Proteases in egress of the malaria parasite from its host red blood cell. (360G-Wellcome-086550_Z_08_Z)

Approximately 40% of the world s population is at risk from malaria, and with the increasing prevalence of drug resistance, the need for novel, effective drugs against this pathogen is increasingly urgent. The most virulent form of malaria is caused by waves of replication of the unicellular parasite Plasmodium falciparum within an intraerythrocytic parasitophorous vacuole (PV).
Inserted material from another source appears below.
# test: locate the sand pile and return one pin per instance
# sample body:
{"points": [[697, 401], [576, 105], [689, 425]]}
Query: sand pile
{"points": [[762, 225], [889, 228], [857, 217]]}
At 48-hour intervals, rupture of the infected erythrocyte releases merozoites (a process called egress) which invade f resh erythrocytes to repeat the cycle. Egress is governed by the release of an essential parasite serine protease called SUB1 from maturing merozoites into the PV space. SUB1 initiates a cascade which involves the proteolytic processing of a papain-like enzyme family called SERA. At least two members of this family, SERA5 and SERA6, are essential for parasite viability. SERA5, and likely the other SERAs, is then further processed by another, as yet unidentified protease (which we refer to as the P50C protease). The purpose of this project is to investigate the role of the SERA proteins in parasite egress; verification of the enzymatic activity of the SERAs and identification of their substrates and of the P50C protease will provide new targets for the development of antimalarial drugs.